Justices Antonio Eduardo B. Nachura and Mariano C. Del Castillo
did not take part.
Justice Carpio opined that the said Cityhood Laws contravene the
letter and intent of Section 10, Article X of the Constitution. He
stressed that the Constitution expressly requires Congress to
stipulate in the Local Government Code itself all the criteria
necessary for the creation of a city, including the conversion of a
municipality into a city. To avoid discrimination and ensure
uniformity and equality, such criteria cannot be embodied in any
other law except the Local Government Code. In this case, the
Cityhood Laws, which are unmistakably laws other than the Local
Government Code, provide an exemption from the increased
income requirement for the creation of cities under 450 of the
Local Government Code, as amended by RA No. 9009. He said
that This Court has made history with its repeated flip-flopping
in this case.
For his part, Justice Abad opined that there was no flip-flopping
and that such charge was unfair.
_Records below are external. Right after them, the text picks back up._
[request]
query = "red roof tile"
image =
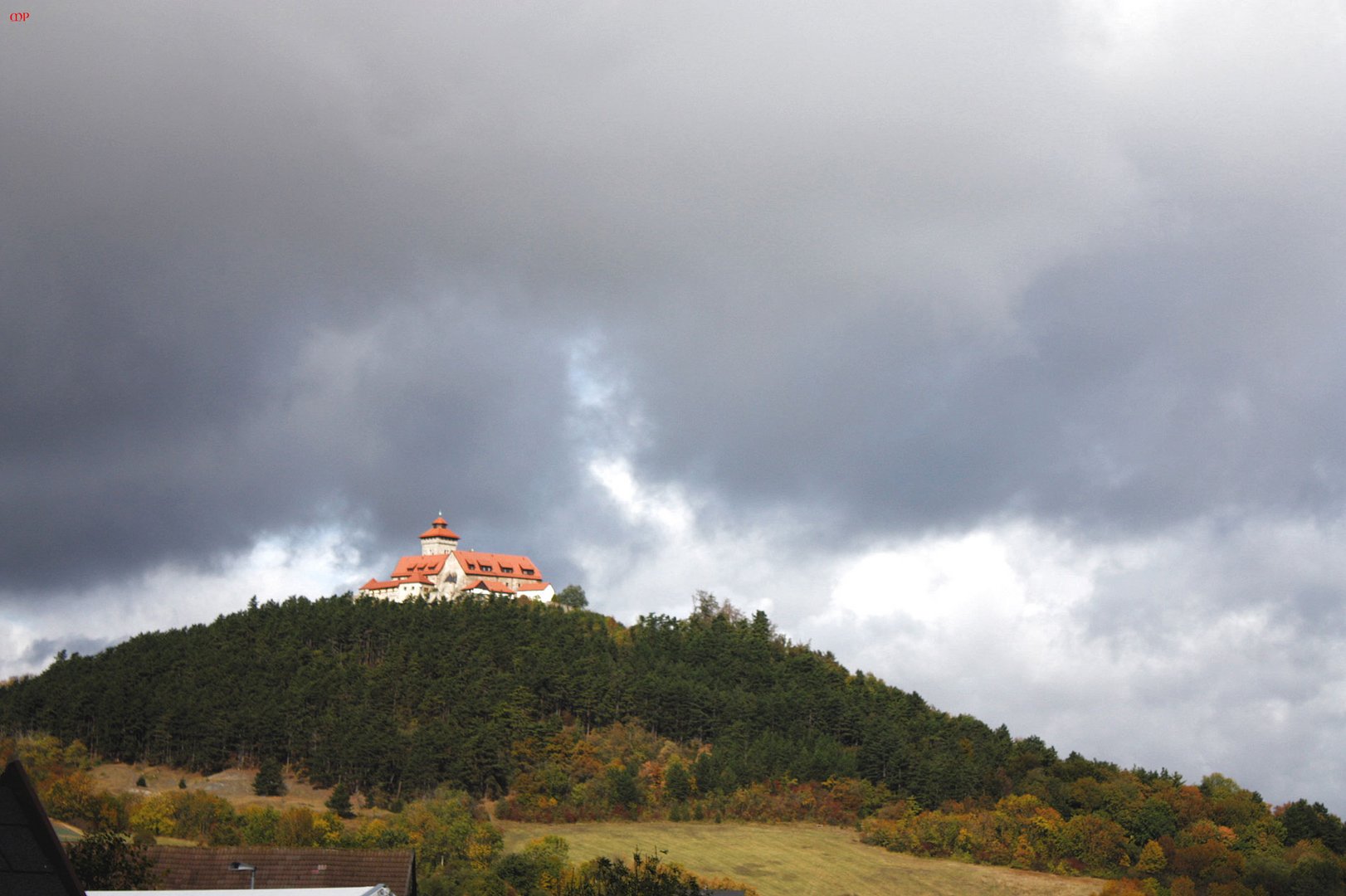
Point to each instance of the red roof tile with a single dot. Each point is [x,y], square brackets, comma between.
[420,565]
[495,587]
[512,565]
[439,529]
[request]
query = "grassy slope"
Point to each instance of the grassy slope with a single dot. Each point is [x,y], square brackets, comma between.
[796,860]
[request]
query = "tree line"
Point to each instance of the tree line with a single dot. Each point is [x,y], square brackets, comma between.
[568,714]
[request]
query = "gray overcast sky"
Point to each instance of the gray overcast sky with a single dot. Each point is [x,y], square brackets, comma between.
[995,348]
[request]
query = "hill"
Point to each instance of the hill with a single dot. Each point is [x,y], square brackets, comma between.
[402,697]
[563,716]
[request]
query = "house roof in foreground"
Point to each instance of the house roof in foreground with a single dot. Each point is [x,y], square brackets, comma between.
[277,868]
[32,859]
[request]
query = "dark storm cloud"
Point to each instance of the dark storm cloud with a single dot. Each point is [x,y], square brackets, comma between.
[900,266]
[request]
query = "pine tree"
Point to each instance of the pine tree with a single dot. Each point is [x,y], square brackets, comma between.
[270,782]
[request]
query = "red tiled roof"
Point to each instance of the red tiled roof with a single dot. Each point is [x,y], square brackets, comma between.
[495,587]
[512,565]
[207,868]
[439,529]
[420,565]
[373,584]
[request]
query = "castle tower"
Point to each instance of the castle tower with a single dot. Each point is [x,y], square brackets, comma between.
[439,538]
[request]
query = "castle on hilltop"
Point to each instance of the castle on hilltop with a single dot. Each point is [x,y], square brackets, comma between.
[441,569]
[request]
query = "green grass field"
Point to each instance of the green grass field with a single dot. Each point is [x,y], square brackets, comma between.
[796,860]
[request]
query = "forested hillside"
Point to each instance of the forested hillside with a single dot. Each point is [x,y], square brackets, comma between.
[404,696]
[567,714]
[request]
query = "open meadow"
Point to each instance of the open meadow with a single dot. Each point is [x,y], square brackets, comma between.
[794,860]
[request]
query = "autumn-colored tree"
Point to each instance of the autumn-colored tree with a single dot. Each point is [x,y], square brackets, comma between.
[1153,860]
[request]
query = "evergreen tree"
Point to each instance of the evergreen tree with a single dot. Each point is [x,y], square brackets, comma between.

To flip-flop, he pointed out,
means to vote for one proposition at first (take a stand), shift to
the opposite proposition upon the second vote (flip), and revert
to his first position upon the third (flop). Not one of the 23
Justices flipped-flopped in his vote. He stressed that the Justices
did not decide to change their minds on a mere whim. The two
sides filed motions for reconsideration in the case and the
Justices had no options, considering their divided views, but
perform their duties and vote on the same on the dates the
matters came up for resolution. He stressed that of the 23
Justices who voted in the case at any of its various stages, 20
Justices stood by their original positions and never reconsidered
their views. Only three did so and not on the same occasion,
showing not wholesale change of votes at any time. He noted

that in 2009 alone, seven Justices retired and were replaced by

an equal number. It is such that the resulting change in the
combination of minds produced multiple shifts in the outcomes
of the voting. He said that no law or rule requires succeeding
Justices to adopt the views of their predecessors.
He said that the three Justices who changed their votes did not
do so in one direction. Justice Velasco changed his vote from a
vote to annul to a vote to uphold; Justice Villarama from a vote
to uphold to a vote to annul; and Justice Mendoza from a vote to
annul to a vote to uphold. Not one of the three flipped-flopped

since they never changed their votes again afterwards. [N]o

one can dispute the right of a judge, acting on a motion for
reconsideration, to change his mind regarding the case. The
rules are cognizant of the fact that human judges could err and
that it would merely be fair and right for them to correct their
perceived errors upon a motion for reconsideration. The three
Justices who changed their votes had the right to do so, Justice
Abad said. (GR No. 176951, League of City of the Philippines v.
COMELEC; GR No. 177499, League of City of the Philippines v.
COMELEC: GR No. 178056, League of City of the Philippines v.